NB: This post is by Tim Hewish, Steve’s researcher.

I was delighted to learn that the Durand Academy has been successful in its request to set up a free boarding school for acutely underprivileged children in Stockwell, South London.

When Steve and I visited back in January, we were greatly encouraged by the transformational work all the teachers and staff were doing at Durand. Their passion was rooted in traditional principles of hard work, meritocracy and discipline. They were not afraid to simply teach, unencumbered from red tape and a burdensome and constricting national curriculum.

Although their journey has been far from smooth, courtesy of vested interests in the educational status quo that provides a substandard schooling, we are encouraged that Durand has been able to triumph against such resistance. One only has to witness the confrontation Toby Young has had to face with his own Free School to highlight how reactionary and out-dated Left-wing thinking is failing poorer students.

What we now have is a joint venture between the Government and the Durand Academy for the boarding school with the Department of Education committing up to £17.34 million over four years to contribute towards the capital costs while Durand investing the rest.

It is a testament to Michael Gove’s radical vision for school provision free from local authority control, parent-led, and needs-based.

Under the proposals, the children will leave Durand Primary School, at the age of 13, and board for four nights a week, free of charge to the parents. The first pupils will start to arrive from September 2012.

It will provide 375 boarding places for years 9 – 11, a proposed 250 places for post-16 pupils and they will be fed from the existing Durand Primary school, where almost half receive Free School Meals and more than 95 per cent are from ethnic minority backgrounds. Again, it shows how untrue is the utterance that Academies are white middle class ivory towers of elitism.

Even sections of New Labour are starting to get it. In certain quarters, the Free School idea is gaining traction and may well present itself as the best way to break the Left’s dominance of education. Just look at Peter Hyman, Tony Blair’s former director of strategy, who is setting up a Free School in East London with Lord Adonis’s backing.

The Left once thought the comprehensive system would create equality, but instead many of them have left children being taught to the lowest common denominator. What Academies provide is greater choice matched with the freedom for parents and teachers to decide what works best for pupils.

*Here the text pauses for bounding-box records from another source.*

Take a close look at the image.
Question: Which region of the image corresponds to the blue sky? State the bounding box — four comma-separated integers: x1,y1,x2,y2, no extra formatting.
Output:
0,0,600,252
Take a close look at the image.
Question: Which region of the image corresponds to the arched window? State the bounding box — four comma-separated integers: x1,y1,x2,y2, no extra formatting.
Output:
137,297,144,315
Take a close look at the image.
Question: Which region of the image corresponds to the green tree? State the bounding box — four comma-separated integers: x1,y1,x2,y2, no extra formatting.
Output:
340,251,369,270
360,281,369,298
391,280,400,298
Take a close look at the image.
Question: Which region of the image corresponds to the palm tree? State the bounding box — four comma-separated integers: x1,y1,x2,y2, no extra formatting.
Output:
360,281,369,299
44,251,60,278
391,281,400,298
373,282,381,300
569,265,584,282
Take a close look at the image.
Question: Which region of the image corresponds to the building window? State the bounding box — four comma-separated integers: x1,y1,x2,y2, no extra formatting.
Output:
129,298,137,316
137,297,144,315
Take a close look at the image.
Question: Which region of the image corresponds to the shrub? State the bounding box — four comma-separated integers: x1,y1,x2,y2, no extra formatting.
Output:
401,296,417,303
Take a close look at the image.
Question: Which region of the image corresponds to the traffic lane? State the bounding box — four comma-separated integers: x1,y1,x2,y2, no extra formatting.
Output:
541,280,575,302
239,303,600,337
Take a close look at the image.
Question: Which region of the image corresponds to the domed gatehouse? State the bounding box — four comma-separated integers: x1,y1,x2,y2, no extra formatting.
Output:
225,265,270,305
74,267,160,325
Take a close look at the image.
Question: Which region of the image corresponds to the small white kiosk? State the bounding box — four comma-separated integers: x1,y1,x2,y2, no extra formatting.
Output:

We wish the Durand Academy the very best of success with its project.

3 Comments

  1. Interesting and positive article. Re your comment “They were not afraid to simply teach, unencumbered from red tape and a burdensome and constricting national curriculum” What specific areas are they covering there that the National Curriculum currently restricts, Tim? As a local with sons at JHGS I value highly creative teaching that responds to needs of the children rather than conforms to pre-defined and idealogical dogma – think we have it there, but do I assume from your comment that you believe it’s in short supply generally??

  2. Thank you for your comments. I am also a product of the excellent JHGS teaching. I am indebted to many of the teachers at the school. I will not name names, but I can say that they made me challenge assumptions, tested my knowledge and honed my arguments. In my mind, they will never be forgotten. We are extremely fortunate to have Grammar schools in Bucks as a large number of the top teachers in the country come here to teach.

    As for my comments on the national curriculum, I understand the initial need to have a framework in place, but at JHGS there was always a culture of going beyond the basics. My real shock was attending university where there was a melting pot of different educational standards. A number of students merely recited the dogma that was taught from school and they rarely challenged or thought critically about a given situation or argument. Three years of Karl Marx and post-modernism can have a damaging effect on a student’s mental health!

    I take the view that there are certain ideological parameters in which certain teaching methods coalesce around, notably in the areas of the Environment, History and the wider Humanities. Often pupils are taught thematically, which I feel is a soft way to tackle tough and substantive issues.

    Durand operates outside the current set curriculum and large numbers of the teachers at the school have not completed a PGCE because they believe the training is not adequate and is based on tenuous social psychology as opposed to rigorous teaching methods. Much of the PGCE is located away from the classroom, whereas Durand’s approach is to fully immerse new teachers in the classroom with a mentor teacher who they report to each week with set lesson plans, which get scrutinised and improved.

    It is a sterling example of success in an area where failure is taken as the norm. Durand is a model that schools should look to follow.

  3. I wonder if you actually know anything about the PGCE. Trainees are obliged to spend two-thirds of their time on placement in schools, but according to you “much of the PGCE is located away from the classroom”. All PGCE students have mentors in schools, who routinely – because it’s a legal requirement – scrutinise and check their lesson plans. And far from “tenuous social psychology” the vast majority of the time at university on a PGCE is spent learning and absorbing the structures of the national curriculum and its associated legal frameworks – a Conservative invention, lest we forget.